A cet égard, s’il est établi, d’une part, que la société Safirauto s’est faite prêter par le fournisseur de lubrifiants Igol, sur la durée de 5 années et contre obligation d’acheter les produits de la marque, une somme de 600 000 euros versée le 10 mai 2012 et, d’autre part, que, le 9 juillet 2012, la société Safirauto a prêté cette même somme à la société 74 Diffusion auto, il n’est nullement démontré que ces décisions sont imputables à la mauvaise foi ou à l’abus de droit de l’importateur.

Il n’est pas davantage démontré que l’importateur aurait agi de mauvaise foi et de manière abusive en procédant dans ces conditions aux résiliations litigieuses.

Contrairement à ce que soutiennent les appelantes, la mauvaise foi de l’importateur ne se déduit pas de la circonstance selon laquelle les dernières demandes au titre du fonds de roulement sont datées du même jour que les lettres de résiliation des contrats (27 juin 2012) ; en effet, au-delà de la coïncidence des dates, le respect des obligations nées du contrat était dû nonobstant le préavis, ce dont l’importateur pouvait se prévaloir, et rien ne prouve d’ailleurs que celui-ci avait déjà décidé de rejeter les candidatures de ses anciens concessionnaires lorsqu’il leur a demandé en dernier lieu d’augmenter leur fonds roulement.

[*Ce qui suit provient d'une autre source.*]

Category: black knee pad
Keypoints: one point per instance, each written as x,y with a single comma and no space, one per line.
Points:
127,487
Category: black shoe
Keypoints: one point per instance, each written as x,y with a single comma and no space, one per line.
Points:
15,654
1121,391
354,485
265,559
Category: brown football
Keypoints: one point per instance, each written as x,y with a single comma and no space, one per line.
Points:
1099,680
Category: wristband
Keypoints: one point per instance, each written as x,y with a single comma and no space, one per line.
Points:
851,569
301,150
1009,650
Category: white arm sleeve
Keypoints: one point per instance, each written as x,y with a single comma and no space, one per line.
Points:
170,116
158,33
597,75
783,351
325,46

Si les appelantes soutiennent que l’importateur a adopté un comportement ambigu quant à la poursuite des relations à l’issue du préavis de résiliation des contrats de distribution de véhicules, aucune déloyauté ni abus n’est pour autant démontré.

En particulier, il ne peut être tiré aucune conséquence de la chronologie de l’ouverture des établissements du groupe concurrent choisi comme nouveau concessionnaire.

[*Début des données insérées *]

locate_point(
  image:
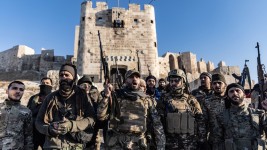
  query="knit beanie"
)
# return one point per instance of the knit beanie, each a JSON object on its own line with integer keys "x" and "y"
{"x": 151, "y": 77}
{"x": 206, "y": 74}
{"x": 70, "y": 68}
{"x": 218, "y": 77}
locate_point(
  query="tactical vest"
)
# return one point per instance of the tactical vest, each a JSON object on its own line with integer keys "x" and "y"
{"x": 181, "y": 121}
{"x": 133, "y": 116}
{"x": 253, "y": 142}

En effet, ce n’est qu’en novembre 2013 que les sociétés Safirauto et 74 Diffusion auto indiquent avoir eu vent de la rumeur d’une promesse faite au groupe concurrent, alors qu’il est établi que, par lettre recommandée du 17 septembre 2012, le gérant des sociétés Safirauto et 74 Diffusion auto avait subordonné l’envoi des “business plan” à cinq ans des deux sites - documents que lui demandaient l’importateur, à peine de ne pouvoir valider aucun des deux projets, depuis une lettre du 11 septembre 2012 - à la production par cet importateur des “plans produits” sur cinq ans, des objectifs et parts de marché prévisibles, des conditions de marge, avec précision quant au maintien ou à l’évolution du secteur géographique.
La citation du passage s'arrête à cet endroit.